Tech/Engineering

NAS data protection best practices

Stephen Manley, CTO

NAS data protection continues to be one of the most challenging topics for every organization, large or small. Even as organizations move to cloud, Kubernetes, and SaaS applications, the volume and importance of data on their NAS systems leaves them vulnerable to outages, attacks, and audits. Too often, we see decades-old backup architectures struggling to protect some of the most important and vulnerable data. You can do better.

Since each customer uses their NAS systems differently, there is no “one size fits all” answer to NAS backup. There is, however, a path we guide our customers through to help them meet the best practices for protecting their NAS environment. 

In this post, we walk through the steps to protecting your NAS systems — the data to gather, how to define requirements, the right solution bundle for each workload, and best practices for NAS backup configurations.

Why NAS, why now?

You are spending too much time, money, and energy on your NAS data protection because everybody is spending too much on NAS data protection. NAS systems will continue to expand over the next decade because even as VMs, databases, and business applications move to the cloud, core NAS workloads — homegrown applications, analytics, and business projects — will grow on-premises. 

The most common issues in NAS data protection are:

  • Protecting data that does not need to be protected.
  • Applying a “one size fits all” policy to all datasets on a NAS system, rather than applying a “per dataset/workload” policy.
  • Using overlapping protection tools, creating redundant copies while failing to provide full protection.
  • Not configuring backups properly.

Each of these issues occurs because the organization has not followed the best practices for NAS data protection. Now is the time to invest in creating the right architecture, so your organization will be well-positioned for the growth to come.

NAS data assessment

Begin by understanding what data is on your NAS system. 

First, you need to understand the types of workloads running on your NAS system. Our customers run everything from home directories to business applications, VMs and databases on their NAS systems, and they protect each of those workloads differently. Furthermore, when we run a data assessment, we always find some surprises. For example, many database administrators store TBs of database dumps on expensive NAS systems. If the organization protects the NAS system with a common policy, those database backups are stored, snapshotted, replicated, and backed up with the production NAS workloads, making them the most expensive database dumps in the world. 

We recommend running a scanner to identify the types of files you are storing, so you can capture the types of workloads your NAS system supports. You can then select the appropriate protection policy for each workload. 

Second, you need to understand the characteristics of the files on the system. This includes the number of files, distribution of file sizes, and the rate of change for the files and data. Protection tools are optimized for different file sizes and change rates, so this information is critical for selecting the right protection solution.
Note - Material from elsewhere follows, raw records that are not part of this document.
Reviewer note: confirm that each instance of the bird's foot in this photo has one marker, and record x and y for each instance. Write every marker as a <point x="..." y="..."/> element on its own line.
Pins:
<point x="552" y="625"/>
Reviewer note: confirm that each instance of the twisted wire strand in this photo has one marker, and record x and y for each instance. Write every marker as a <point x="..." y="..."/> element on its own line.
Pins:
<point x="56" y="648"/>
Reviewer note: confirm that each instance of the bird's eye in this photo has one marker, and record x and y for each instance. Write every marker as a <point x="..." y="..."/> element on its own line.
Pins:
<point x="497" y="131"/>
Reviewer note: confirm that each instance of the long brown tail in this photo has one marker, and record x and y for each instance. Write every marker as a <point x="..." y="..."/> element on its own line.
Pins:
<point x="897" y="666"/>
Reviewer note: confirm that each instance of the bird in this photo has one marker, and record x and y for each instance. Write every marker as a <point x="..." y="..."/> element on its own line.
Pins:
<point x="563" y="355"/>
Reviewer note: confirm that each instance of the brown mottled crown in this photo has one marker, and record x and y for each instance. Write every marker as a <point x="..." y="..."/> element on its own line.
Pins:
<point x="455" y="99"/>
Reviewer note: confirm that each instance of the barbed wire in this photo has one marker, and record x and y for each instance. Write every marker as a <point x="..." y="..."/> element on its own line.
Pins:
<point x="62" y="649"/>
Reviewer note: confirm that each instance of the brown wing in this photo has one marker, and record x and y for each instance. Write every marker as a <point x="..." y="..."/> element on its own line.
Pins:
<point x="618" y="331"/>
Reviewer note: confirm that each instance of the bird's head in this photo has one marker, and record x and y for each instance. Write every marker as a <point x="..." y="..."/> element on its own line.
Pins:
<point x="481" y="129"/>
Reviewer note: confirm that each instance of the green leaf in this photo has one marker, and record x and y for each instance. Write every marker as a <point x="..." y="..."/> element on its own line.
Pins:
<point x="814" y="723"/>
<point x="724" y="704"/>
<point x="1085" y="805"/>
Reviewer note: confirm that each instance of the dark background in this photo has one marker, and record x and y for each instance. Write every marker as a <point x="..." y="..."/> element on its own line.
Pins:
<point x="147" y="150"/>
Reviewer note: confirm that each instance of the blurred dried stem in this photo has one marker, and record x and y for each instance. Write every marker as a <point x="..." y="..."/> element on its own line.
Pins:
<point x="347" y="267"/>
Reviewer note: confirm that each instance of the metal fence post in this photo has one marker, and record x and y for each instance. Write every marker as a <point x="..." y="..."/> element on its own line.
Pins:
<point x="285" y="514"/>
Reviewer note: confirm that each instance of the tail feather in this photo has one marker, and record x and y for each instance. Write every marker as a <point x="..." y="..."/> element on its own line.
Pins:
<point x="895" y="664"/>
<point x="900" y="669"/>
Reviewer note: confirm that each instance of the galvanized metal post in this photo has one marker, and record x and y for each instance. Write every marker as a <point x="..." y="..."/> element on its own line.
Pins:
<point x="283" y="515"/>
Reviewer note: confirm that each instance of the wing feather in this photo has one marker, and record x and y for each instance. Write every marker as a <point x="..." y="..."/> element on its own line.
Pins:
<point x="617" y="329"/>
The scanner should be able to capture the file distribution. Most modern NAS systems can calculate differences between snapshots  e.g. NetApp with ‘snap delta’ and Isilon with ‘changelist.’ You should run these commands to get an hourly, daily, and weekly change rate. Since the commands evolve over time, we encourage you to work with Druva or your NAS vendor to get the exact commands necessary. 

Third, it is important to identify the system’s customizations, including protocols (e.g. SMB, NFS, both, or mixed), stubbing data to the cloud, and unusual file usage (e.g. millions of symbolic links, unique ACLs per file, etc.).

The best way to gather this information is to talk to the NAS administrator. Some protection tools cannot support some customizations, so it is critical to know what constraints you face.

Define (and refine) your requirements

You need to get business, legal, and IT organizations to agree on requirements. As you set requirements, do not try to apply a single policy across an entire box. The goal is to apply the appropriate policy to the different types of workloads.

To define the requirements for each workload, ask the following key questions:

  • Recovery time objective (RTO): How quickly do we need to recover from user/application failures, system failures, and site failures?
  • Recovery point objective (RPO): How up-to-date does the recovered copy need to be when we recover from the different types of failures?
  • Retention/deletion: How long do we need to retain different types of data, and when do we absolutely need to delete data (e.g. for privacy regulations)?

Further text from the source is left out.